Why use mobile phones? It's a way to help us verify that an account is being created by a real person, and that one person isn't creating thousands of accounts. We want to keep our system as spam-free as possible, and making sure accounts are used by real people is one way to do that.

The privacy implications of having a company collect people's verified mobile phone numbers just for free email accounts boggles the mind. It is common knowledge that web surfers often give websites information they consider private thus I'm sure lots of people will take them up on their offer.  Looking at the GMail SMS mail sign up page it boldly states they plan to store the phone number indefinitely and then points to a privacy policy that doesn't say anything about what they plan to do with our phone numbers. Is their legal team asleep at the wheel or something?

I guess once they ship whatever mobile services that emerge from their purchase of Dodgeball and Android, they'll have a ready pool of phone numbers to launch the service with. That's just genius. Almost evil genius.


 

There were two instant messaging releases shipped yesterday from two of the major online players.

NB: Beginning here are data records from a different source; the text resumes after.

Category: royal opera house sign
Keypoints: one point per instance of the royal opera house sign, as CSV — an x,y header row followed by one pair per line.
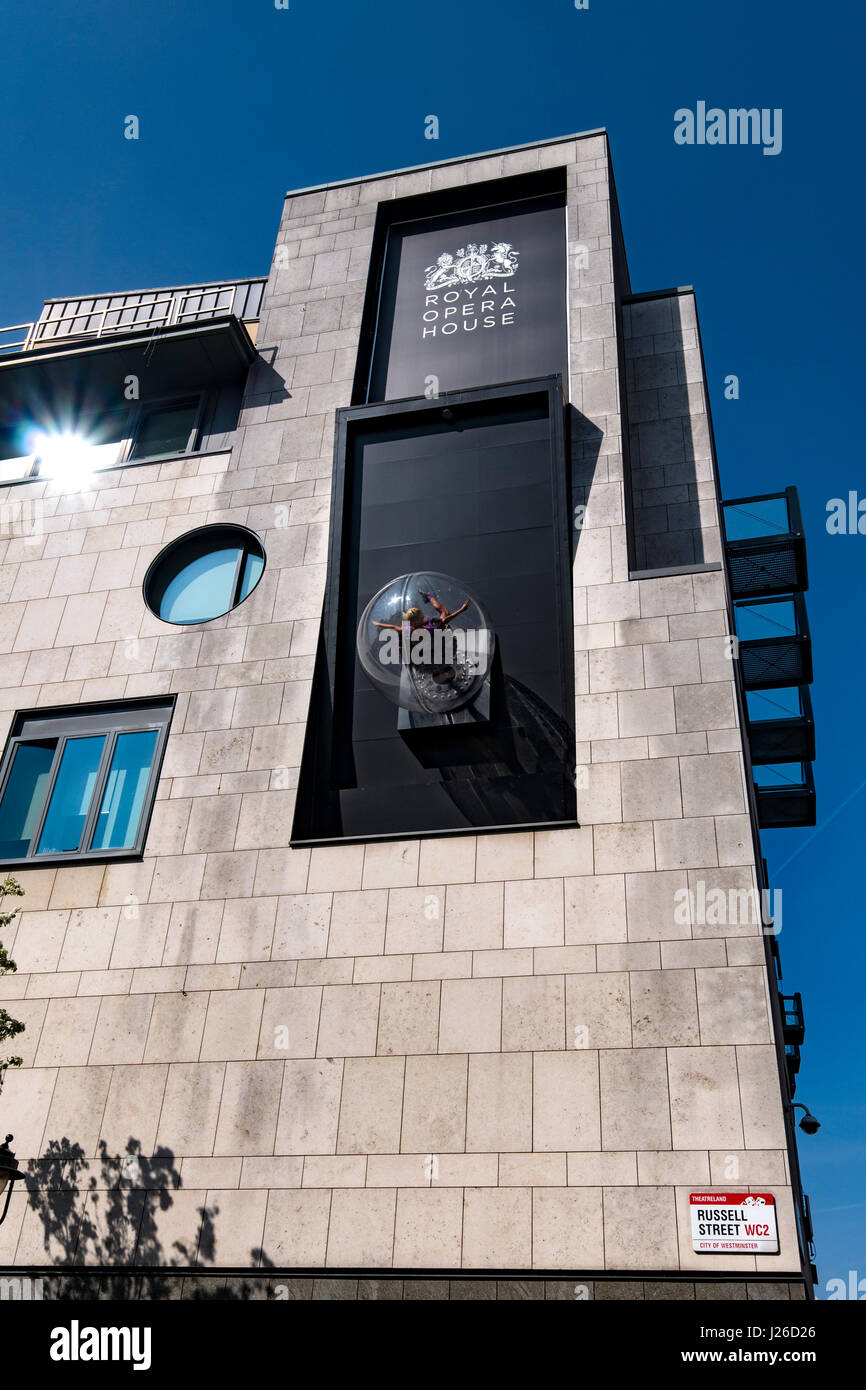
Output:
x,y
471,299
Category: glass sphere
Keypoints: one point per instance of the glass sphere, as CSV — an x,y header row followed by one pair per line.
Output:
x,y
426,642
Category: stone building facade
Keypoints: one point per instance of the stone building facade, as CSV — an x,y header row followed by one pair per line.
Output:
x,y
499,1066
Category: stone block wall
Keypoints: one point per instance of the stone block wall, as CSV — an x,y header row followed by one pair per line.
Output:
x,y
513,1055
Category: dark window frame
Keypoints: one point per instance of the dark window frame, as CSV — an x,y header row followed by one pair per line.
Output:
x,y
77,722
138,412
196,542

  1. Google Talk Beta: Google has finally shipped an instant messaging application as we all expected. You can get the scoop from Joe Beda's post Welcome To Google Talk. It seems Joe is one of the folks at Google who helped ship this. From his post we learn they provide
    • Instant messaging server based on the XMPP/Jabber protocol.  This is an IETF approved protocol.  Check out www.xmpp.org for more info.
    • Out of the box support for many third party clients.  Choose iChat, Gaim, Trillian or a host of others.  We support them from day one.
    • Our own client available for download from talk.google.com.  We've concentrated on a simple to use and clean interface.  We've tried to strip IM down to its essence.
    • Support for voice calls between clients that just work.  We've worked hard to support all sorts of network topologies.  We are also using first class industry leading audio codecs.
    • A commitment to openness moving forward.  Choose your platform (Window, Mac, Linux, etc), choose your client (ours or others) and choose your service provider (we are commited to federation).  We want to make IM as open as the web or email.
  2. MSN Messenger 7.5: MSN shipped to its instant messaging client yesterday. You can get the scoop in Leah Pearlman's post MSN Messenger 7.5 - I can't believe It's Not Beta. From her post we learn that some of the new features are
    • Dynamic Backgrounds: Backgrounds that subtly animate in cool ways.

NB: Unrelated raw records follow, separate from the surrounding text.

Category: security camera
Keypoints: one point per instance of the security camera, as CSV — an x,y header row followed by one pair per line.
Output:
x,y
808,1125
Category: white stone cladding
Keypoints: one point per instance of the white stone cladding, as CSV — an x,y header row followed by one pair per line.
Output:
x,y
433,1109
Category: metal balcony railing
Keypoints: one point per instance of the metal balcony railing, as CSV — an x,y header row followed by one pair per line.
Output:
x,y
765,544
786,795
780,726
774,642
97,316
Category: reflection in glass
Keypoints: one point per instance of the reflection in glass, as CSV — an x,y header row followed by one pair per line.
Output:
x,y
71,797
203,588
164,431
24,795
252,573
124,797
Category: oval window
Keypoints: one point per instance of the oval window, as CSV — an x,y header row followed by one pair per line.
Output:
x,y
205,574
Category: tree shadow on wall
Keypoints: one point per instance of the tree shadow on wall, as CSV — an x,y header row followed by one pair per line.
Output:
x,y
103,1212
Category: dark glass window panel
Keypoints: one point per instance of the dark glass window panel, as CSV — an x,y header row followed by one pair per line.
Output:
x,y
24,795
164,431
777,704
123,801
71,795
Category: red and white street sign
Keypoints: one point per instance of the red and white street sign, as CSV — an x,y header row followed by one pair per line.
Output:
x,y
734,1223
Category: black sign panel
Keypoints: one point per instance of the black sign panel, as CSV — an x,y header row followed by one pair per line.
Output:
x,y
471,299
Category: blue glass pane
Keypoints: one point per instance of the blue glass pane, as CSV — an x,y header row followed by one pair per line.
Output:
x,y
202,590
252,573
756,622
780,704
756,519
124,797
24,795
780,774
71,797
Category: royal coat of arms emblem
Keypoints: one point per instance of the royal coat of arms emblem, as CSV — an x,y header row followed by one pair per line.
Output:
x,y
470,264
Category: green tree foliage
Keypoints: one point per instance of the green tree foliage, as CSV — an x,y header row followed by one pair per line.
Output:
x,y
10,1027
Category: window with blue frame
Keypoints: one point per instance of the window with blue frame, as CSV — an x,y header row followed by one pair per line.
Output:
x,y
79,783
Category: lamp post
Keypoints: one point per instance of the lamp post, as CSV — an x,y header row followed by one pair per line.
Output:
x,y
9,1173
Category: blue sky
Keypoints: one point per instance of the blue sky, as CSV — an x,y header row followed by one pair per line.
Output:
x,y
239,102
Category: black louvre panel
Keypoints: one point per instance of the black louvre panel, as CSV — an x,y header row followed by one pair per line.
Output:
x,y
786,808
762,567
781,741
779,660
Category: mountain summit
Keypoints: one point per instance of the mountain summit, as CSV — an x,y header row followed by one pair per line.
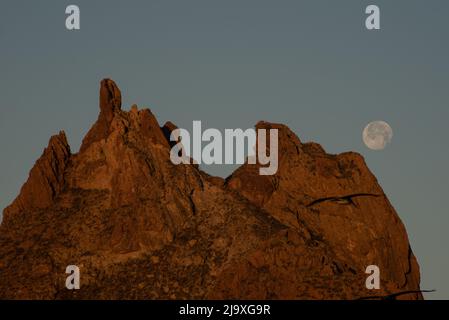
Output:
x,y
140,227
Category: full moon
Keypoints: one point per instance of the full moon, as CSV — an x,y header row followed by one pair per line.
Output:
x,y
377,135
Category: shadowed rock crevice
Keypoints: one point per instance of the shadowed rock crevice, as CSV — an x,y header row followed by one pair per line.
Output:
x,y
140,227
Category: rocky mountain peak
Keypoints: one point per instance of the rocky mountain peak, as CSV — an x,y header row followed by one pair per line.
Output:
x,y
140,227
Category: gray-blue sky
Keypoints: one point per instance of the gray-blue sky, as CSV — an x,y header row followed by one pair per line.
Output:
x,y
308,64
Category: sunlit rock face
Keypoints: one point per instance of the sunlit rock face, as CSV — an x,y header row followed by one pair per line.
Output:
x,y
140,227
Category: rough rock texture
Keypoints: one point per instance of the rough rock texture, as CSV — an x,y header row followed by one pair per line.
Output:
x,y
140,227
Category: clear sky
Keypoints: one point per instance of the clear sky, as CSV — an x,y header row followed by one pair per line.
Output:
x,y
309,64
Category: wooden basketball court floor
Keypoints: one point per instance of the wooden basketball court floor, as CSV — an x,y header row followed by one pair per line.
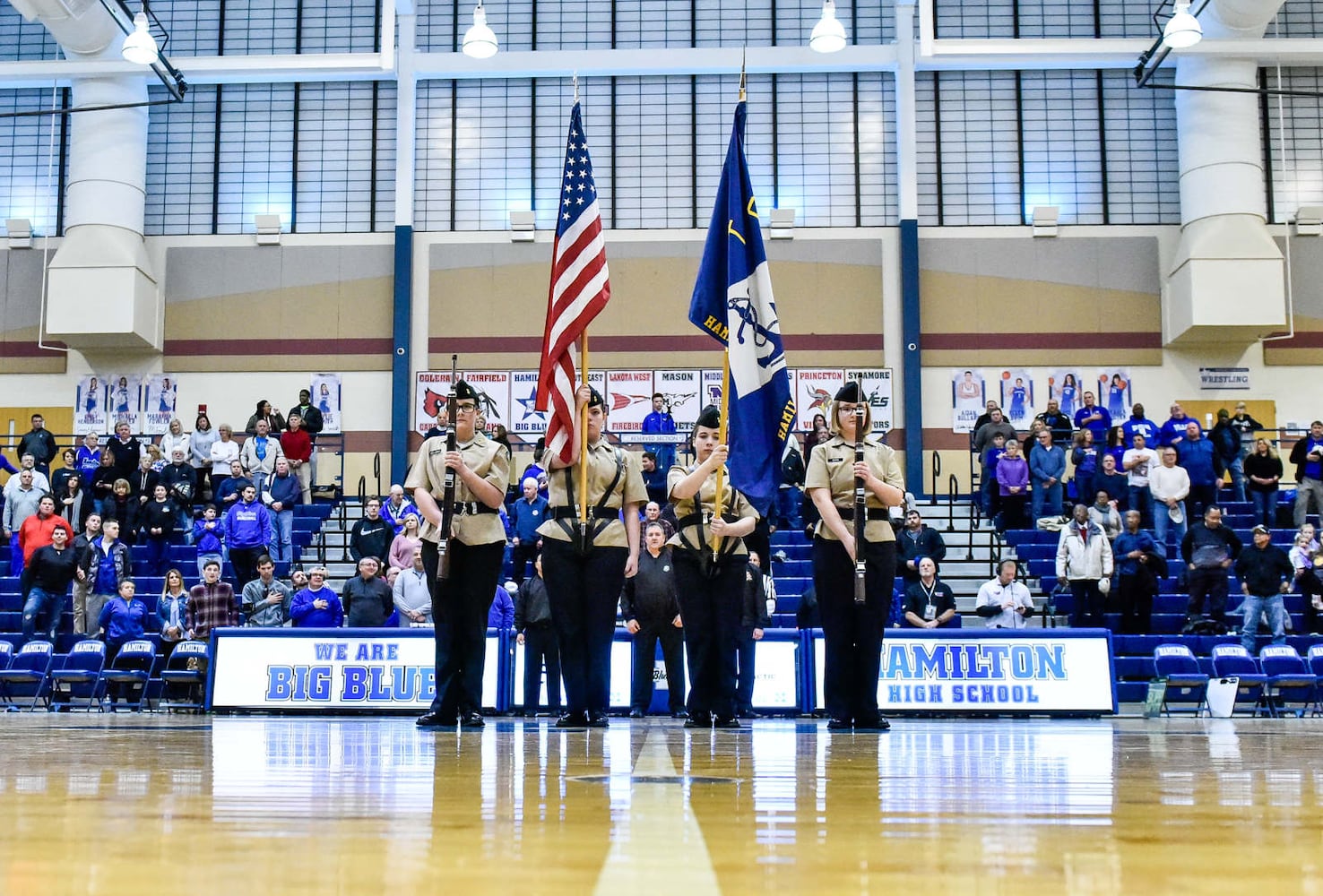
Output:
x,y
128,804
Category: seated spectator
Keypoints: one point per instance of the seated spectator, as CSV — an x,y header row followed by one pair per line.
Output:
x,y
1262,472
928,601
1141,567
1084,559
1105,515
405,545
411,593
1003,601
1200,461
913,543
1170,486
367,598
371,536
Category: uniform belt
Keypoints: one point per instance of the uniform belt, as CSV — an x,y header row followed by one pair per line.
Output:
x,y
872,513
592,513
471,508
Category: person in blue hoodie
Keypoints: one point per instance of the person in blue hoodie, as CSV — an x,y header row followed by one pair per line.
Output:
x,y
209,537
249,530
316,607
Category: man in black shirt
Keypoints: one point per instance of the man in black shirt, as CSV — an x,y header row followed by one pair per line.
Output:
x,y
52,568
651,611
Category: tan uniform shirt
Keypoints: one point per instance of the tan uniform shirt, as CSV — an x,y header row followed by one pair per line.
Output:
x,y
601,470
733,504
833,467
484,456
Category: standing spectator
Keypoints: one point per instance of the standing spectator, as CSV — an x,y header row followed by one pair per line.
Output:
x,y
1170,487
413,596
1200,461
1003,601
282,495
211,604
1209,548
1012,478
396,508
200,452
247,530
224,452
1047,468
1265,573
264,414
1094,418
661,422
208,534
260,455
156,523
928,601
1139,567
39,443
541,648
91,531
1308,456
753,620
1138,423
371,536
1264,470
1138,461
316,606
528,513
651,612
52,568
297,445
1226,450
913,543
106,564
367,598
1084,559
1175,428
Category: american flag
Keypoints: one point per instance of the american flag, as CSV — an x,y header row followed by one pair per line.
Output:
x,y
578,291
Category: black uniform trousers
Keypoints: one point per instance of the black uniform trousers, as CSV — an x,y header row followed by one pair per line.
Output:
x,y
644,661
459,608
584,592
852,632
541,646
709,607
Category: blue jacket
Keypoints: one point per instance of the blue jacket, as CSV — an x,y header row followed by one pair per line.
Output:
x,y
1045,462
1200,461
122,620
307,616
208,537
249,525
528,517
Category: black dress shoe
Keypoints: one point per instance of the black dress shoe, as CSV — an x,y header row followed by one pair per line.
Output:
x,y
436,720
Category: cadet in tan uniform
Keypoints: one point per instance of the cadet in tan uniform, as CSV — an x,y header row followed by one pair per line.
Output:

    • Voice Clip: Press and hold the Voice Clip button (or F2) and record up to 15 seconds of your voice or anything. When you release, it goes to your buddies just like an IM, and they can hear it instantly upon receipt.
    • Freaking Awesome Audio Quality Improvements: Yes, that’s the technical name. Our new audio technology makes free Voice (Voip) calls super-clear. Mostly thanks to much improved echo-cancellation. It’s now just like using a phone except: "Look ma! No hands!"
    • Patching: Due to the plethora of features in the Messenger client the download size has grown. In the future, instead of having to download the entire client each time an particular release is updated, we can download a small patch, on the order of 100K on to the user’s machine instead.

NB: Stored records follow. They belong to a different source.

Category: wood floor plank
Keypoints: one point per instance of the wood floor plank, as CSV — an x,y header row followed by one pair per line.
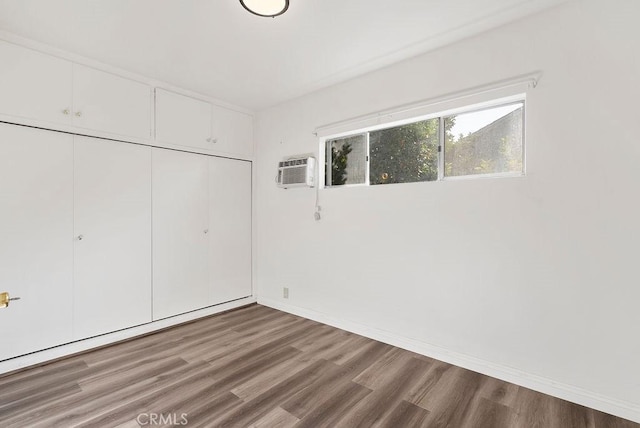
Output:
x,y
277,418
405,415
259,367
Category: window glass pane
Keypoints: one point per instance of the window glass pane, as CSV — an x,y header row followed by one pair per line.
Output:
x,y
404,154
346,160
484,142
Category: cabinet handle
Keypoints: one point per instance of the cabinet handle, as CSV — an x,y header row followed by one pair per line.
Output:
x,y
5,299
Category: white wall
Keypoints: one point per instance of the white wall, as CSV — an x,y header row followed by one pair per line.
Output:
x,y
537,274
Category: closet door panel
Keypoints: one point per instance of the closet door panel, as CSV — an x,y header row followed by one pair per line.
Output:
x,y
112,257
182,120
106,102
180,232
230,225
232,132
36,244
34,85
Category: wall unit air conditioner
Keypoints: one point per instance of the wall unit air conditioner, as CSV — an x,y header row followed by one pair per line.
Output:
x,y
297,172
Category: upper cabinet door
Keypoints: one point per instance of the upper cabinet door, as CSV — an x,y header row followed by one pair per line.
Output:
x,y
34,85
180,232
112,257
183,120
230,229
36,245
110,103
232,132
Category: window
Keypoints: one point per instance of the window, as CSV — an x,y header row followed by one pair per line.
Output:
x,y
484,142
471,143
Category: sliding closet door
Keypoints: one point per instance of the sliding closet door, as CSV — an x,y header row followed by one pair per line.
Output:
x,y
230,224
36,238
112,258
180,232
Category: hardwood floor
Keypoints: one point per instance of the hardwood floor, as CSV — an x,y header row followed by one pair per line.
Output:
x,y
258,367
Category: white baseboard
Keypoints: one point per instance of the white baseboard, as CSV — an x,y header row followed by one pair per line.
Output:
x,y
106,339
541,384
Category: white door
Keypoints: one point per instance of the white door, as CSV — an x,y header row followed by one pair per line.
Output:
x,y
112,257
110,103
34,85
230,229
182,120
232,132
36,238
180,232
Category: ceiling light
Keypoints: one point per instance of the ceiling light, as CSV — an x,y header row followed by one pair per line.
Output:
x,y
266,8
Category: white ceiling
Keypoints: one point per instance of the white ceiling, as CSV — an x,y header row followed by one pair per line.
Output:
x,y
216,48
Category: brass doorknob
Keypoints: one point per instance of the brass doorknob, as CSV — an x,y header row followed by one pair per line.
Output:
x,y
5,299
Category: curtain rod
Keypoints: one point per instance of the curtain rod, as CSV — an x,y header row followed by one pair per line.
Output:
x,y
531,79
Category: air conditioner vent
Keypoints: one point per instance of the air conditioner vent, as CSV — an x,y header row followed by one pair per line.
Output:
x,y
296,172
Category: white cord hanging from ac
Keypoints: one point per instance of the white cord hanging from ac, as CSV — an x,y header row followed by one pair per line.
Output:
x,y
318,208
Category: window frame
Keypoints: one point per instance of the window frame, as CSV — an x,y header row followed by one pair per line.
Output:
x,y
441,116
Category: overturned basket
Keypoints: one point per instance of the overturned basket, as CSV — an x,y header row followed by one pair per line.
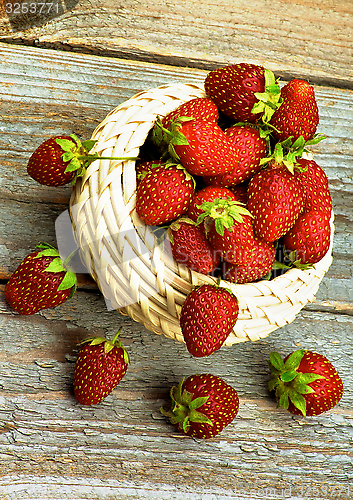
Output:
x,y
132,269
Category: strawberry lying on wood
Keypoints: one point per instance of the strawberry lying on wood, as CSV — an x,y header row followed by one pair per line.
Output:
x,y
208,315
100,366
40,282
202,406
305,383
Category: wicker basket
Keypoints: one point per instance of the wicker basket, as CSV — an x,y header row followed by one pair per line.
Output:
x,y
124,255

Google's entrance into the instant messaging landscape is interesting although unsurprising. As usual Google has entered the space with a disruptive move but instead of the move being the feature set of its IM client it is by not treating their IM network as a walled garden as AOL, MSN and Yahoo! have done. People aren't restricted to the Google Talk client and anyone can write a client application to connect people within their network. I'm not sure this is a smart move but it definitely is a disruptive one.